Amadeus uses the [**Constellation**](https://github.com/constellation-rs/constellation) framework for process distribution and communication. Constellation has backends for a bare cluster (Linux or macOS), and a managed Kubernetes cluster.
```rust
use amadeus::dist::prelude::*;
use amadeus::data::{IpAddr, Url};
use constellation::*;
use std::error::Error;
#[derive(Data, Clone, PartialEq, Debug)]
struct LogLine {
uri: Option<String>,
requestip: Option<IpAddr>,
}
fn main() -> Result<(), Box<dyn Error>> {
init(Resources::default());
// #[tokio::main] isn't supported yet so unfortunately setting up the Runtime must be done explicitly
tokio::runtime::Builder::new()
.threaded_scheduler()
.enable_all()
.build()
.unwrap()
.block_on(async {
let pool = ProcessPool::new(None, None, Resources::default())?;
let rows = Parquet::new(ParquetDirectory::new(S3Directory::new_with(
AwsRegion::UsEast1,
"us-east-1.data-analytics",
"cflogworkshop/optimized/cf-accesslogs/",
AwsCredentials::Anonymous,
)))
.await?;
let top_pages = rows
.dist_stream()
.map(FnMut!(|row: Result<LogLine, _>| {
let row = row.unwrap();
(row.uri, row.requestip)
}))
.most_distinct(&pool, 100, 0.99, 0.002, 0.0808)
.await;
println!("{:#?}", top_pages);
Ok(())
})
}
```
## Getting started
todo
### Examples
Take a look at the various [examples](examples).
## Contribution
Amadeus is an open source project! If you'd like to contribute, check out the list of [βgood first issuesβ](https://github.com/constellation-rs/amadeus/contribute). These are all (or should be) issues that are suitable for getting started, and they generally include a detailed set of instructions for what to do.
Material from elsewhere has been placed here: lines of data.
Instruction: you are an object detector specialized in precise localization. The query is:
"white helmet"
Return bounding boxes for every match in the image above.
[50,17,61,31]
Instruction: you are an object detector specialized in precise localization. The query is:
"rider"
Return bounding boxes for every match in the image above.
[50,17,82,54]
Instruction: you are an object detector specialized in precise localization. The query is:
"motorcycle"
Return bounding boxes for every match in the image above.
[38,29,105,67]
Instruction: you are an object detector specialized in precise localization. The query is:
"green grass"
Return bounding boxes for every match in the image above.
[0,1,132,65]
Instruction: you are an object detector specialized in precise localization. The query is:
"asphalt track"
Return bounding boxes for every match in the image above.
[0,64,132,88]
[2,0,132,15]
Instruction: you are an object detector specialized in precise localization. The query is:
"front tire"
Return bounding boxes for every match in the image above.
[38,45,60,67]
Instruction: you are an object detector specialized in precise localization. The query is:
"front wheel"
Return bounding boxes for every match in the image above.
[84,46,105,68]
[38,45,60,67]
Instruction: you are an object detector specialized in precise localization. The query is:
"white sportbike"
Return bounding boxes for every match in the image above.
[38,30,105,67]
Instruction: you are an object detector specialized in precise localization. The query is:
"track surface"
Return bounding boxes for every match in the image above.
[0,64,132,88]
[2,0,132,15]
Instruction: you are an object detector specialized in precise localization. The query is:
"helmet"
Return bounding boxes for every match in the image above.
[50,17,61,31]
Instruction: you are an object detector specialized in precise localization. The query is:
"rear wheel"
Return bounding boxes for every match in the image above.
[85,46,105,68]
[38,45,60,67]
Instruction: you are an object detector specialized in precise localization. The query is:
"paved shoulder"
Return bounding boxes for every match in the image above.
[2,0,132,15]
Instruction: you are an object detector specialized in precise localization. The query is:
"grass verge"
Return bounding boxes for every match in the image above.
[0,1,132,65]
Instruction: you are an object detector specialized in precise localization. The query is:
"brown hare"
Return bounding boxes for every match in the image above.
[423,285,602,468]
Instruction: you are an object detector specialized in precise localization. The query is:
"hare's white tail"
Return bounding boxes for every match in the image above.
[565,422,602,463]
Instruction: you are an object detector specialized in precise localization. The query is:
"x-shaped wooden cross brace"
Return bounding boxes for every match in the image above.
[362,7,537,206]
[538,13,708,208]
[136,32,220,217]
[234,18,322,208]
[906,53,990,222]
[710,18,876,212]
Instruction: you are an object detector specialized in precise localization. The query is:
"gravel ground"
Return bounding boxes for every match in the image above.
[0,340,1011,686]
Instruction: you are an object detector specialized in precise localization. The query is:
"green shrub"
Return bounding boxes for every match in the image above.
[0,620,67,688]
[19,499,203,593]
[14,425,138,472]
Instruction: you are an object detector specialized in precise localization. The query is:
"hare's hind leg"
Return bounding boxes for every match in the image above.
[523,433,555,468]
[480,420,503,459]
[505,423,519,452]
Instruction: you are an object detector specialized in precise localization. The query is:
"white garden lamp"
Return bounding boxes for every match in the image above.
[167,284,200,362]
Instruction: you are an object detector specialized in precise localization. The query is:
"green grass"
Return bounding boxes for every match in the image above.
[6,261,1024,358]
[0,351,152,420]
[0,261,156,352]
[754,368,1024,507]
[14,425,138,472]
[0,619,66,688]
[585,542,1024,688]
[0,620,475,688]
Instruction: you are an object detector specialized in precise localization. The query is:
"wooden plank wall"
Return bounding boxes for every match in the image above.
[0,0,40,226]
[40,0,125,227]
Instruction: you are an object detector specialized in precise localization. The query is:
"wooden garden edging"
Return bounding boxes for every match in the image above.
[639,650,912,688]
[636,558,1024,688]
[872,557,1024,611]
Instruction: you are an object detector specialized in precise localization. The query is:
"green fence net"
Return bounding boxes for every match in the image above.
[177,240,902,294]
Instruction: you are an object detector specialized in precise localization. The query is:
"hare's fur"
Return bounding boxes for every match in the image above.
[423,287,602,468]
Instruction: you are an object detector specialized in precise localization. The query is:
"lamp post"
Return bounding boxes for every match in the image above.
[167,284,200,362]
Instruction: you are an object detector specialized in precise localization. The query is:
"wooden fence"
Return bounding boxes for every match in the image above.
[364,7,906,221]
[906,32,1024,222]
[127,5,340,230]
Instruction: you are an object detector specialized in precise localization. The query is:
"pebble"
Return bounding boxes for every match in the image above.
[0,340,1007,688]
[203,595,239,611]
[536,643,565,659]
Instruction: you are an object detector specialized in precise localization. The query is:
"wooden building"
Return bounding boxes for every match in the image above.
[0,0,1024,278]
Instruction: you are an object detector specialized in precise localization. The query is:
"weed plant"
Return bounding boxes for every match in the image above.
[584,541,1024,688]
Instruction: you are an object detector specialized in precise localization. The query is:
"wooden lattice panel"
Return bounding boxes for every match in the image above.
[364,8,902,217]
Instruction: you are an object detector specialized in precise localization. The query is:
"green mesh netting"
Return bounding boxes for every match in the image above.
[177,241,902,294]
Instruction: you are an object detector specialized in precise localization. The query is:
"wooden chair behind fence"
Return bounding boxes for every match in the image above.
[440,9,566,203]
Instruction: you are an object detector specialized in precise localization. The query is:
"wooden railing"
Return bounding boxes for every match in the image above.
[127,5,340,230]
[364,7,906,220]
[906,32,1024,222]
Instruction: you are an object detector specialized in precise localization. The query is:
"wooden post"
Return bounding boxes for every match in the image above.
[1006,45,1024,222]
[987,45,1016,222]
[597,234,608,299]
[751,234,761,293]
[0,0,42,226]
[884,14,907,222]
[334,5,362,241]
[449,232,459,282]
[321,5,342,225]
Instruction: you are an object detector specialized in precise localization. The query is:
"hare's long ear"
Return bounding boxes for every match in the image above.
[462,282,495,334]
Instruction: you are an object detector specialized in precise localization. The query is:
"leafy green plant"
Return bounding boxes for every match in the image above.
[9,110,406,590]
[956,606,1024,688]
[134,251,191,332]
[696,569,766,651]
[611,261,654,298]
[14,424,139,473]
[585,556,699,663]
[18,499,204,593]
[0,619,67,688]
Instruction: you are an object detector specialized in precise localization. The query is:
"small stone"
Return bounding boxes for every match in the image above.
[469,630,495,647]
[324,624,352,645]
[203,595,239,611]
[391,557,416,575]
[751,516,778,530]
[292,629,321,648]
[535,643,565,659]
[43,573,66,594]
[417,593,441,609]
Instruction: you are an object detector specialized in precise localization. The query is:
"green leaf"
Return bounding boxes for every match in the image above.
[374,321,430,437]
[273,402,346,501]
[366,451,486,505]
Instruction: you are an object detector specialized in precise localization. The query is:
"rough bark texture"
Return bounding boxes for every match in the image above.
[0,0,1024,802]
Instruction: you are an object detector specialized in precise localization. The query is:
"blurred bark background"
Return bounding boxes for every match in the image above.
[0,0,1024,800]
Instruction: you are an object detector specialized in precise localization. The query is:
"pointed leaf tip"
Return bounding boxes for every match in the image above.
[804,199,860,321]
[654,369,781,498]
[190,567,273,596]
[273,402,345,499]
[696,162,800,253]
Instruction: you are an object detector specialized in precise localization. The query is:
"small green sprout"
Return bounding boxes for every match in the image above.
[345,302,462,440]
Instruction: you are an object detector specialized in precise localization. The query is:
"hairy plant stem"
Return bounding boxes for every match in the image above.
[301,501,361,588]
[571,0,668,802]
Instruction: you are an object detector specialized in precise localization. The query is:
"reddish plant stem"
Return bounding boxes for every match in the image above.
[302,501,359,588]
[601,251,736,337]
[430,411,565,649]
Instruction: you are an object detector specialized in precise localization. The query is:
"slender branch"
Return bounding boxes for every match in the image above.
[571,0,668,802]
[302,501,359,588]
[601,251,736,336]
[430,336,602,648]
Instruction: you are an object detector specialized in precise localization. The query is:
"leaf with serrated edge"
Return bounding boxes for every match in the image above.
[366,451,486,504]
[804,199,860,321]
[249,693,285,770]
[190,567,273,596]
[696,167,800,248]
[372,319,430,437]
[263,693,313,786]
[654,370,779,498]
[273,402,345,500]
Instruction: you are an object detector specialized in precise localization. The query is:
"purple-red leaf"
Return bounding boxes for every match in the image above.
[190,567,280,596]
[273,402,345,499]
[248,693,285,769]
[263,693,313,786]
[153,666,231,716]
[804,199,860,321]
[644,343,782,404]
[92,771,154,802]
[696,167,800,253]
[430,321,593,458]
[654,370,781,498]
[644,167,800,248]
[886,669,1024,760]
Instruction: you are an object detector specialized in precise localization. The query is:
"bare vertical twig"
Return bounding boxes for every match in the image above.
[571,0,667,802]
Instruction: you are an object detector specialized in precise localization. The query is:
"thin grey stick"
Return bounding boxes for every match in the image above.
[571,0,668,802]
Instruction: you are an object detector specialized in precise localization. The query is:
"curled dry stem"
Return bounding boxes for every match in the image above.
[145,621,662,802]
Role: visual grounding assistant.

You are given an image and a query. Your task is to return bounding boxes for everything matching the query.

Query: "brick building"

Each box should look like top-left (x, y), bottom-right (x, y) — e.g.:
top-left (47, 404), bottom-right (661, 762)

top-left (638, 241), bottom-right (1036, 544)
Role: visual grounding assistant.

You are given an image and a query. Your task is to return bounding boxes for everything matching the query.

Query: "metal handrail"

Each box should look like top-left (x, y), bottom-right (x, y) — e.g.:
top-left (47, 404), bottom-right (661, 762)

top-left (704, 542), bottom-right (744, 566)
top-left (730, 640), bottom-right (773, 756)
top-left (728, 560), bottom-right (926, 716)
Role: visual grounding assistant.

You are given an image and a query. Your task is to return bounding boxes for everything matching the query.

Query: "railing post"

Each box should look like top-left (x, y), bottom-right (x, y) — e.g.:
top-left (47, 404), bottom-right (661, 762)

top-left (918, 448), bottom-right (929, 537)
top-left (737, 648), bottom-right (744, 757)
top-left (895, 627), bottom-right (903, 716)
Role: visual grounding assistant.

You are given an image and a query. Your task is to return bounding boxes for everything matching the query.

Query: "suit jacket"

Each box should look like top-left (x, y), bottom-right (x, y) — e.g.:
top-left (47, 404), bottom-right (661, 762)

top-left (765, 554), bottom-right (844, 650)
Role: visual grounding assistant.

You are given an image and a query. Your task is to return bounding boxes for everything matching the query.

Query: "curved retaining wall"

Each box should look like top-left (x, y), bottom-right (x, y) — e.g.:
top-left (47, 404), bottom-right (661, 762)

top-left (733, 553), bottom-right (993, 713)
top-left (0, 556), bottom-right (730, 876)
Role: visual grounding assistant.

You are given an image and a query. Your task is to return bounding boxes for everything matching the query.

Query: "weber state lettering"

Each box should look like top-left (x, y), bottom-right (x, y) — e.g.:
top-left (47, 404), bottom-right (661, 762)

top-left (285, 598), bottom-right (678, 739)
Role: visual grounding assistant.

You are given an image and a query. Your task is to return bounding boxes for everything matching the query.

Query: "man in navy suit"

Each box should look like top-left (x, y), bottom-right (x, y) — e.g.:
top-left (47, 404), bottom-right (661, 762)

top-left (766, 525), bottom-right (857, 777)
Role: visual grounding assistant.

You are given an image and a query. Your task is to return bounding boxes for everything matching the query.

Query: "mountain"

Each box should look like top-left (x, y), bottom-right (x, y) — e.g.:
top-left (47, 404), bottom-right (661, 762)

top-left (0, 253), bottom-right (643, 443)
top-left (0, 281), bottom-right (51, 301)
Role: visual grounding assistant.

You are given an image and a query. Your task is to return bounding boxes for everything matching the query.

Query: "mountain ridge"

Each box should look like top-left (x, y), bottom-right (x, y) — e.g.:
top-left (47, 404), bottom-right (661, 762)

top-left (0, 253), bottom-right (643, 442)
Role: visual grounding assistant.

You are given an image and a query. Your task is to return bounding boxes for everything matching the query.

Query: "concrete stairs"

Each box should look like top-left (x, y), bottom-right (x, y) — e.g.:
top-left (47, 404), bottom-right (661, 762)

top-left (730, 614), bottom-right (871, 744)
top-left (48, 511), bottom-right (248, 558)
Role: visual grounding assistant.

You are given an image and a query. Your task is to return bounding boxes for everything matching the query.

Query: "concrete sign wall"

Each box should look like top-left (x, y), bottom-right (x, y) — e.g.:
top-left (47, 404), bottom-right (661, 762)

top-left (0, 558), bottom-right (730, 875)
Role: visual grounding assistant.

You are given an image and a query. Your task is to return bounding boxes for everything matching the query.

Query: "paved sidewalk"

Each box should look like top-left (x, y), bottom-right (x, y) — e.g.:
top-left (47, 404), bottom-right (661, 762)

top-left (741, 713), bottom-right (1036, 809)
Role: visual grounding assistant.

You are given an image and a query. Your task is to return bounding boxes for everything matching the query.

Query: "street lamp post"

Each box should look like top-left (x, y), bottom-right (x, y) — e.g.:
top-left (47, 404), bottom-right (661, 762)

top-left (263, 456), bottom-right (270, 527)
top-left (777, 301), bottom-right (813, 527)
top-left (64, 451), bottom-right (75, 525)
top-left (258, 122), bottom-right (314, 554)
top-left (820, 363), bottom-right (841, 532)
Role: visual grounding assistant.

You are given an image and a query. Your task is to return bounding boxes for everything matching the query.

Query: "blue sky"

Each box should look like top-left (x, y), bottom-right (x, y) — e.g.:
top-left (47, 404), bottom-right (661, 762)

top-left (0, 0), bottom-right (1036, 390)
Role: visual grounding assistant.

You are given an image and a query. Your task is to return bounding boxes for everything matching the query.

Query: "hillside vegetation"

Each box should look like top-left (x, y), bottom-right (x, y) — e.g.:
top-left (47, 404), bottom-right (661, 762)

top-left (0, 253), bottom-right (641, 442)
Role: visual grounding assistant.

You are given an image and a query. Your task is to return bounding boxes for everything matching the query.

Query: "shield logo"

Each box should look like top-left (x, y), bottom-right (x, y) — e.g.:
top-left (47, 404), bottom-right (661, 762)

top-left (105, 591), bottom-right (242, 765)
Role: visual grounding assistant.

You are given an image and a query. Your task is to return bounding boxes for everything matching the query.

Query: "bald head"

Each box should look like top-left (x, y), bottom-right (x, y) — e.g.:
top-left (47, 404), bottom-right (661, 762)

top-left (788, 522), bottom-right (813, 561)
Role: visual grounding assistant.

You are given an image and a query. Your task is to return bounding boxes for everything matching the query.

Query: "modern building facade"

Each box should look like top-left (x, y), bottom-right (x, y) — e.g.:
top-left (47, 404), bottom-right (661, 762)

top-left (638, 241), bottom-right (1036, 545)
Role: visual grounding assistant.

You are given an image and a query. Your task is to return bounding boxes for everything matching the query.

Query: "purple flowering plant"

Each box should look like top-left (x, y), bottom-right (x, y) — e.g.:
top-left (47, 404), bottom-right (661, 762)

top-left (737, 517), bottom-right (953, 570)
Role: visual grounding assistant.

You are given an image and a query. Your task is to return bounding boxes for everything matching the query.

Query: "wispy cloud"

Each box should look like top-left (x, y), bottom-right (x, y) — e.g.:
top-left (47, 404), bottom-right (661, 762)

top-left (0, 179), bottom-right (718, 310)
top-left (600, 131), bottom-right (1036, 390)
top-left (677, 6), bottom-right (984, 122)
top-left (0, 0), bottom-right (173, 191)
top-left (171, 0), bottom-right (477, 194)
Please ask questions and ping us on [our Zulip chat](https://constellation.zulipchat.com/#narrow/stream/213231-amadeus) if anything is unclear!
## License
Licensed under Apache License, Version 2.0, ([LICENSE.txt](LICENSE.txt) or
http://www.apache.org/licenses/LICENSE-2.0).
Unless you explicitly state otherwise, any contribution intentionally submitted
for inclusion in the work by you, as defined in the Apache-2.0 license, shall be
licensed as above, without any additional terms or conditions.